At 02:25 AM 1/25/99 -0800, Caliban Tiresias Darklock wrote:
>Having been deeply involved in Telmaron, the first reasonably successful
>commercial MUD provider, I take that a little personally. ;)

I have to state that I was referring specifically to mudservices,
and the mudservices clones that have been popping up like weeds in
the last year or two. I meant no offense to your specific provider :)
(Or to anyone's, honestly)

>Our goal at Telmaron was to give people a place to host their MUD where
>they didn't have to try and explain what a MUD was every three days. We
>expected that the MUDs we hosted would be run by knowledgeable people,
>people who were tired of having to switch servers every time someone
>changed jobs or didn't get his [expletive] stroked enough for providing the
>server space. 

The goal of mudservices appears to get more new people into the market.
They have all sorts of webpages with instructions on things like basic
unix syntax, basic mud running, etc. They also offer to install one of
several existing codebases for you to get you started. Lots of things
to entice newbies to get into the market.

>What a lot of providers started thinking, and Telmaron was guilty of this
>as well (which resulted in my leaving the operation), was that hosting MUDs
>could be your day job. I was happy with meeting expenses and having an
>extra couple hundred bucks here and there for upgrades. Yeah, it would have
>been nice to just run MUDs all day for a living, but that wasn't realistic
>-- because the market just wasn't there. 

I don't know, now. There's a lot of demand for mud hosting, as witnessed
by the fact more and more firms are entering the market. I don't think
there's much money to be made, being that a lot of newbie mud implementors
are "high maintenance" and aren't paying a whole lot of money for the
service anyway. Somebody must know something tho, there's quite a bit of
mud hosting available for purchase nowadays.

>>>By way of example, I mentioned once in a thread that I think a well-done
>>>player v. player combat system is the most intense experience one can have
>>>in a MUD. A bunch of people wrote back saying things like, "You don't know
>>>what you're talking about. Player combat is just a matter of getting the
>>>best equipment and then typing KILL <whomever>." It had never crossed
>>>their minds that combat could work otherwise.
>Or, conversely, that if this is what PvP combat boils down to, something is
>seriously wrong with it.

Actually, I think the problem is a lack of balance in the game systems. I've
seen a lot of muds where the players are fairly well balanced against the
mobs, but to make the players strong enough to kill the mobs, the players
wind up being so strong they kill each other way too fast. This seems to
lead to (in many cases) implementing some hack-ish solution that makes it
so players only do half damage to other players. (See UO, just as a most
notable example.. I've also seen it happen on muds)

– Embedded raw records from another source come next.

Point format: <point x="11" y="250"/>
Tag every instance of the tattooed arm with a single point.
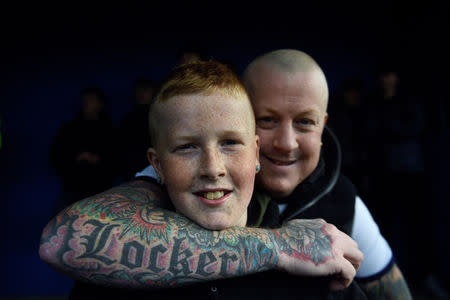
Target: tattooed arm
<point x="390" y="286"/>
<point x="124" y="238"/>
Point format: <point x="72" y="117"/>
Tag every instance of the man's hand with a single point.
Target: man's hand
<point x="317" y="248"/>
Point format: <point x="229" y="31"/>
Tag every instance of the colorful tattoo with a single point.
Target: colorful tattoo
<point x="124" y="238"/>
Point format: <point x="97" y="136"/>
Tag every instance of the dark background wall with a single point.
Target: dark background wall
<point x="49" y="53"/>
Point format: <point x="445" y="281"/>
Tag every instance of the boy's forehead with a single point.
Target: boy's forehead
<point x="198" y="107"/>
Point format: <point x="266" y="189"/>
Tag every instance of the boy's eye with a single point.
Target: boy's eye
<point x="305" y="122"/>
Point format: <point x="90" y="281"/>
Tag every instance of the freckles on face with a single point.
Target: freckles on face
<point x="208" y="158"/>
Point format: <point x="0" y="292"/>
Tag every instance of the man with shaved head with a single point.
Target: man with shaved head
<point x="299" y="178"/>
<point x="300" y="162"/>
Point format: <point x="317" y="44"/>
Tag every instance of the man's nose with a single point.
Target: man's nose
<point x="213" y="165"/>
<point x="285" y="138"/>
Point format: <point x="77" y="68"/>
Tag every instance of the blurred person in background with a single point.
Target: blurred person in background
<point x="82" y="153"/>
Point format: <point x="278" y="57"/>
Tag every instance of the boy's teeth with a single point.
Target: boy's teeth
<point x="214" y="195"/>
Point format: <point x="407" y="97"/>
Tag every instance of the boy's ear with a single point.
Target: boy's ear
<point x="153" y="159"/>
<point x="257" y="151"/>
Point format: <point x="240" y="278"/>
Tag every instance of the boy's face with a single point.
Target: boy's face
<point x="206" y="155"/>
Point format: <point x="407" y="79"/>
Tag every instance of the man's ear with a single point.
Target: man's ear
<point x="325" y="119"/>
<point x="153" y="159"/>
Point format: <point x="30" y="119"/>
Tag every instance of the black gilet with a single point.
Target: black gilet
<point x="325" y="194"/>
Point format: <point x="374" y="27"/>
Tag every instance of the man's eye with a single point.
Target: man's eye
<point x="265" y="119"/>
<point x="184" y="147"/>
<point x="265" y="122"/>
<point x="230" y="142"/>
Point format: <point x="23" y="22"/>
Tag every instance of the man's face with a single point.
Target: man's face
<point x="290" y="116"/>
<point x="206" y="155"/>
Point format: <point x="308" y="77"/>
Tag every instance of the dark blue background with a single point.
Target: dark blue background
<point x="49" y="53"/>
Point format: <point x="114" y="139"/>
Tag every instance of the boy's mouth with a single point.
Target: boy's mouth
<point x="213" y="195"/>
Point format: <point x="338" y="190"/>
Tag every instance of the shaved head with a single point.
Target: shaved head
<point x="286" y="62"/>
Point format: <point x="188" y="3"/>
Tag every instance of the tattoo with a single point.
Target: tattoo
<point x="390" y="286"/>
<point x="112" y="240"/>
<point x="306" y="239"/>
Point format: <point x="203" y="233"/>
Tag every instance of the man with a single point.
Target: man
<point x="312" y="121"/>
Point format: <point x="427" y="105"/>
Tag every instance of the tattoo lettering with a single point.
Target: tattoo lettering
<point x="175" y="260"/>
<point x="203" y="264"/>
<point x="224" y="266"/>
<point x="154" y="258"/>
<point x="112" y="240"/>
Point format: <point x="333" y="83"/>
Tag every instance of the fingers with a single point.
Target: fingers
<point x="346" y="246"/>
<point x="342" y="280"/>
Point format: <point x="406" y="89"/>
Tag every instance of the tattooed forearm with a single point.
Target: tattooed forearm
<point x="391" y="286"/>
<point x="306" y="239"/>
<point x="115" y="239"/>
<point x="125" y="238"/>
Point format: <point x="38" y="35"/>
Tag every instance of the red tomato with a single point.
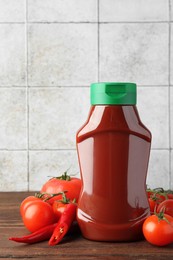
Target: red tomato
<point x="158" y="230"/>
<point x="58" y="208"/>
<point x="153" y="205"/>
<point x="37" y="215"/>
<point x="170" y="196"/>
<point x="166" y="206"/>
<point x="64" y="183"/>
<point x="26" y="202"/>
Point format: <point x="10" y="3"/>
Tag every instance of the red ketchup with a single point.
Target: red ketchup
<point x="113" y="150"/>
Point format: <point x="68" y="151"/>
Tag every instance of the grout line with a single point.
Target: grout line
<point x="98" y="39"/>
<point x="88" y="22"/>
<point x="81" y="86"/>
<point x="169" y="93"/>
<point x="27" y="102"/>
<point x="63" y="149"/>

Maybe the problem isn't balanced PvP, but just general imbalance in the
mud? My oldest and biggest mud pet peeve is that mobs can often do things
that a player cannot do. I don't mind if I get my ass kicked if I'm simply
outclassed. But if a mob kills me by doing something a player cannot do,
then I get mad and feel cheated. My ultimate goal for my mud is to make
it so players and mobiles are as equally balanced as possible; players
and mobs should have the same capabilities, but there will be great
differences in their individual skill levels as well as what skill sets
they choose to develop.

>>I do however think that a major problem is that talent is simply spread too
>>thin out there. 
>Interesting. The MUSH community often whines that all the good MUSH staff
>are concentrated on a few small, popular games. Is the opposite true in the
>combat MUD community?

I may have mis-spoken myself slightly ;) Instead of saying talent, I
probably should have just said people. Every time a new mud starts
up, it spreads the supply of people willing to work on a mud that
much thinner. Every other mud has that much more difficulty finding
builders and coders. Most of the existing talent is probably on
well established games, but the new and developing talent may be
spread thin or wasting away on new muds that will never open.


EARTH FIRST! We'll stripmine the other planets later.